Apart from that, if you think about it, technically you only need one thermostat to be the bridge that relays the temperature from the sensors to the rest of the thermostats in the house.  Well, that would be nice, but Nest’s engineers were not kind enough to go that extra mile for us.  You actually do need to purchase a compatible thermostat for every HVAC unit you want to control via remote sensor.    Again, this feels like punishment for the early adopter.

But OK, at least that problem can be solved with money.  There isn’t any reason you should have to upgrade every thermostat in the house, but it can be done.  Now we get to the core issues with the software.

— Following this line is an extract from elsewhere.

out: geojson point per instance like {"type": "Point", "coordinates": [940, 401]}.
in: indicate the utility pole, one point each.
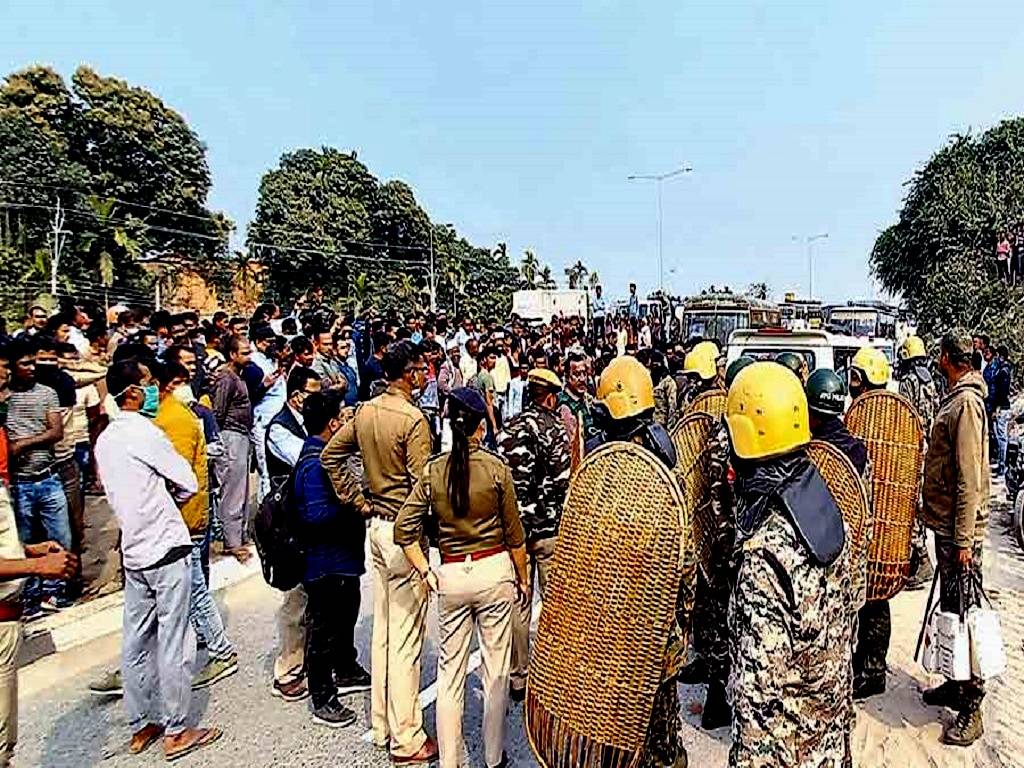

The app lets you set what sensor to measure the temperature at during certain times of day.  Great, that makes sense … after all, one of the most common use cases is ensuring the bedroom temperature is properly targeted as you go to bed.  The problem here is that the windows of time for changing sensors are fixed.  Morning is 7AM to 11AM, Midday is 11AM to 4PM, evening is 4PM to 9PM, and Night is 9PM to 7AM.  “OK, what if I don’t go to sleep at 9PM?”, says virtually everyone who buys this sensor.  The answer is “Deal with it.”

The second issue is that there isn’t anything you can do aside from targeting a specific sensor.  For example, what if I want the minimum temperature in a few rooms covered by the HVAC to be 68 degrees during the winter?  Sorry, can’t do that.

The third issue is that the sensors themselves aren’t motion detectors.  Motion detection helps with targeting the temperature to rooms you are actually inside.  Again, fulfilling the smart thermostat promise.  But not here.  Perhaps in yet another iteration?

Theory vs Reality

Now, while I complain above a lot, my actual use cases are slightly better.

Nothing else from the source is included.